From here you can “land” into implementation: interfaces between modules, data structures, and where the boundary is between an “advisor” and a “robot”.

For additional technical explanations and common implementation questions, see the related Trading Automation FAQ section dedicated to this topic.


Frequently Asked Questions

The strategy layer translates raw market data into actionable signals using technical indicators such as moving average crossovers. By defining clear, rule-based logic for entries and exits, the robot removes emotional bias from trading, enabling consistent execution of a developer’s specific market edge across multiple assets simultaneously.

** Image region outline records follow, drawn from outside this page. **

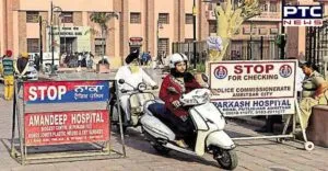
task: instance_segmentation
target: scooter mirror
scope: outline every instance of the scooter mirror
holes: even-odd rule
[[[126,81],[124,79],[119,79],[118,83],[124,84]]]

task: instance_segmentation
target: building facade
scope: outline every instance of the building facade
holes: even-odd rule
[[[103,47],[113,67],[122,64],[132,49],[157,54],[171,54],[172,43],[194,38],[192,0],[52,0],[54,42],[50,41],[50,1],[0,1],[0,49],[19,53],[43,52],[56,54],[92,52],[101,56]],[[203,41],[215,34],[215,3],[196,0],[196,36]],[[273,38],[279,34],[280,0],[261,1],[262,13],[245,22],[234,36],[233,49],[242,50],[242,41],[260,36]],[[104,39],[99,26],[92,22],[93,12],[115,12],[118,19],[108,21]],[[39,24],[39,16],[43,22]],[[40,41],[42,39],[42,41]]]

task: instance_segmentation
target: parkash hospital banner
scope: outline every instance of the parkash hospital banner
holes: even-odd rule
[[[294,114],[297,60],[210,64],[213,104],[225,116]]]

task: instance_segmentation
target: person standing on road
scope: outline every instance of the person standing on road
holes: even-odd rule
[[[323,75],[317,72],[312,62],[302,66],[306,78],[303,81],[302,100],[300,102],[302,126],[306,128],[308,118],[312,114],[312,107],[318,104],[328,104],[328,83]]]
[[[131,54],[129,54],[126,58],[127,66],[122,66],[118,69],[115,80],[124,79],[126,83],[118,84],[118,90],[133,90],[132,87],[137,88],[139,83],[144,82],[147,84],[150,84],[153,87],[153,89],[156,89],[156,82],[151,79],[151,77],[141,68],[139,67],[139,50],[134,50]],[[130,84],[130,86],[129,86]],[[129,119],[129,109],[128,109],[128,100],[129,94],[122,94],[119,96],[120,99],[120,105],[122,110],[125,110],[125,114],[127,118]]]
[[[21,57],[17,59],[16,65],[14,65],[15,72],[19,76],[25,76],[28,71],[28,54],[22,53]]]
[[[2,59],[2,70],[4,79],[4,100],[10,101],[13,98],[14,88],[14,60],[12,59],[12,52],[7,50]]]

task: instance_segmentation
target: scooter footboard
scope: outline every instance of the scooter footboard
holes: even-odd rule
[[[175,134],[164,125],[159,118],[150,115],[143,115],[140,119],[145,132],[154,138],[174,140]]]
[[[222,149],[233,149],[235,148],[235,144],[230,138],[230,136],[223,130],[213,132],[207,138],[207,147],[216,146]]]

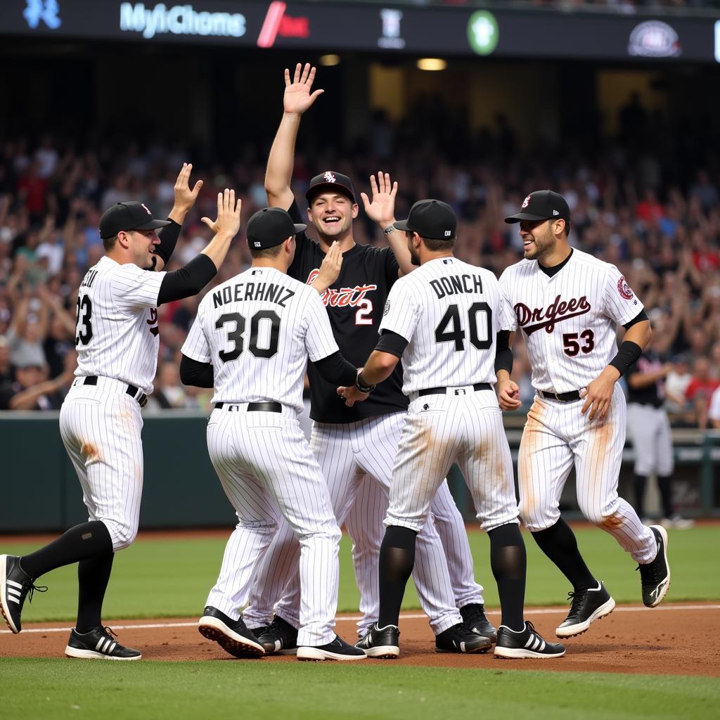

A production-ready trading robot architecture consists of five primary layers: the data layer, strategy layer, backtesting layer, broker layer, and production layer. This modular design allows developers to test strategies with real-world data before risking capital, ensuring that each component can be debugged and scaled independently for operational reliability.

Overfitting is prevented by using Walk-Forward Analysis, which tests the strategy on fresh, unseen data segments rather than just the historical period used for initial optimization. This validation ensures the robot’s logic generalizes well to future market trends rather than simply memorizing past price noise or anomalies.

Backtesting simulates a strategy’s performance against historical data to inspect metrics like the equity curve, win rate, and maximum drawdown. This process allows developers to validate a bot's logic and identify potential weaknesses before committing real money, ensuring the system can survive various market conditions.

The data layer is responsible for fetching historical OHLC (Open, High, Low, Close) and volume data from reliable providers like Financial Modeling Prep (FMP). Accurate data acquisition ensures that indicators and backtesting results are grounded in real market history, which is vital for calculating precise entry and exit signals.

Risk management involves hard-coding safety parameters such as volatility-adjusted stop-losses, position sizing rules (typically 1-2% of capital), and automated circuit breakers. These mechanisms protect portfolios from catastrophic losses during extreme market volatility and ensure the bot maintains capital preservation even when specific trade signals fail.